Desde cedo, Sir John Evans reconhece que os agentes naturais eram capazes de produzir fracturas em tudo comparáveis com as produzidas pelo uso humano. Muitas vezes a sua observação é muito complicada, traduzindo-se em pequenas modificações facilmente geradas por outros factores: tecnologia, alterações mecânicas e antrópicas, etc. Quando, em qualquer processo de manufactura, os artefactos em sílex, entram em contacto com material trabalhado desenvolvem-se modificações de vários tipos visíveis ao nível macro e microscópio. Os artefactos arqueológicos permanecem em contacto com o solo durante muito tempo sendo objecto de acção química ou fenómenos de transporte e erosão, desenvolvendo várias alterações nos mesmos (Burroni et al. 2002, Evans & Donahue 2005, Levi Sala 1993). Estudos experimentais demonstraram que quando sujeitos a tais agentes, as alterações na superfície dos artefactos ocorrem de maneira completamente casual, deixando marcas isoladas e dispersas, com destacamentos lineares e contínuos na mesma face e às vezes em ambas as faces, produzindo resultados facilmente confundíveis com os macro-traços causados pelo processamento de matérias duras como o osso e haste (Vaughan 1985). O arredondamento da margem também pode ser causado por agentes naturais, especialmente em ambientes sedimentares com forte presença de água - fenómenos hidráulicos. Contudo, neste caso a distribuição e a descontinuidade do arredondamento permite distinguir traços naturais de traços de uso antrópico (Vaughan 1985).

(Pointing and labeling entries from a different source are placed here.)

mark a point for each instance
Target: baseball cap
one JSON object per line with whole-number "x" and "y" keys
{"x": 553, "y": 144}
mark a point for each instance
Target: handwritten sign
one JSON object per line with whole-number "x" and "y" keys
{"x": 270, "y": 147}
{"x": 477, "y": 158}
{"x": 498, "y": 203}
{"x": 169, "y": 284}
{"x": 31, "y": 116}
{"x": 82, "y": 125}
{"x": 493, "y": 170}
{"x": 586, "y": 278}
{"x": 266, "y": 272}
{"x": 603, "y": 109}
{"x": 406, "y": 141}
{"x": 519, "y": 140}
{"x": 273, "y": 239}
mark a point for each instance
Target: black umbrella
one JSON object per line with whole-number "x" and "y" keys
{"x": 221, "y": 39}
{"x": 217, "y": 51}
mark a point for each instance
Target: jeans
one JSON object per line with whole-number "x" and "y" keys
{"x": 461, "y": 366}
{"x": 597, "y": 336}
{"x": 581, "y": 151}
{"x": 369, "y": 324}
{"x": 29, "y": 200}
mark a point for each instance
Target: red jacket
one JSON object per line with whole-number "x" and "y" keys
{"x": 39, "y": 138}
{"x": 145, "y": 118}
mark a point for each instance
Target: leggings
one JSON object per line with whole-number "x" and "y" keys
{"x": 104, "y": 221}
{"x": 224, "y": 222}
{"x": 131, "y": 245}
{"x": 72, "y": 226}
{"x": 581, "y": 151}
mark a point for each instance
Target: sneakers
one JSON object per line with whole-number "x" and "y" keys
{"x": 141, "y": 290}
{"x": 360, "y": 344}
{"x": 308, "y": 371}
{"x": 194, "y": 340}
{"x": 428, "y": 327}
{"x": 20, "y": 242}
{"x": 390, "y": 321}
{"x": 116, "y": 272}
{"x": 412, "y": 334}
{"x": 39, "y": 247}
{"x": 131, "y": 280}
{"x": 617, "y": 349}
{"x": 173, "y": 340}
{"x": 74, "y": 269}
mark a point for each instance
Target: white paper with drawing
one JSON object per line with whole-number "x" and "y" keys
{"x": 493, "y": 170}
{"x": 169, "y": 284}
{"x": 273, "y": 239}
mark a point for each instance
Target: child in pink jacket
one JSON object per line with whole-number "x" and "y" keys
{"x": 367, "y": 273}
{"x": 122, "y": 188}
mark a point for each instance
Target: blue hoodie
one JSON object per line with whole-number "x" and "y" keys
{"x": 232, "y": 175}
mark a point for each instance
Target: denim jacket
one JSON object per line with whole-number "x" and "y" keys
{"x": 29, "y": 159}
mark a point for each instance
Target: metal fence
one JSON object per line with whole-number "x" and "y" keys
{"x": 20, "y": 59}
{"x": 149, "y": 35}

Todas as alterações químicas que podem afectar a superfície, são denominadas de patina, termo que geralmente inclui uma ampla série de modificações químicas de vária natureza que impedem uma leitura funcional do instrumento.

A “colored patina” é principalmente proveniente do depósito de vários minerais presentes no solo ou água, ou na combinação de moléculas de ferro com outras substâncias presentes nas rochas, resultando na oxidação da superfície. A “gloss

patina” (Anderson-Gefaurd etal. 1998) que não ocorre apenas pelo uso intencional,

pode formar-se em contexto deposicional, é causada pela deposição de líquidos e de plantas na superfície do instrumento. Outro tipo de alteração é denominado de brilho

ou “miscellaneous sheen” (Gijn 1990). Este padrão não retrata uma patina real, mas um efeito luminoso e cintilante ao longo de toda a superfície. É reconhecível em qualquer direcção ou topografia e cobre toda a superfície do instrumento, não apenas as suas margens. Este feito pode ser causado por vários agentes naturais e mecânicos. Segundo diversos investigadores, este fenómeno pode ser causado pela dissolução de uma parte da rocha e da consequente produção de sílica que deposita nas depressões da superfície (Longo et al. 2001).

A superfície dos utensílios também pode ser afectada por modificações provenientes durante a fase de escavação, estudo e catalogação dos materiais. O contacto entre a superfície da rocha e elementos metálicos, como paquímetros ou outros instrumentos, pode provocar padrões particulares de microtraços, denominados “metal polish” – polimento metálico (Gijn 1990), os quais, mesmo após o uso de ácidos, geralmente perturbam a leitura do polimento presente. Felizmente, esses traços estão geralmente localizados e limitados ao ponto de contacto entre os dois corpos, sendo assim facilmente distinguidos.

O processo de limpeza do material experimental ou arqueológico é um passo imprescindível para uma clara observação das alterações físicas presentes na peça. Após a observação macroscópica à lupa binócular, a primeira etapa desta fase consiste na limpeza da peça, experimental ou arqueológica, com sabão e água. Se necessário a próxima etapa passa pela limpeza, quando presente, das áreas concrecionadas na superfície da peça, mediante a emersão da mesma numa solução de água com 5 a 10%, num período nunca superior a 1 ou 2 minutos, de ácido clorídrico. Esta prática, no caso dos exemplares arqueológicos, é problemática uma vez que podem eliminar da superfície os micro-vestígios da matéria trabalhada. Por fim, o recurso a um cotonete embebido em petróleo, já quando a peça se encontra no microscópico, elimina as gorduras provenientes das mãos do observador.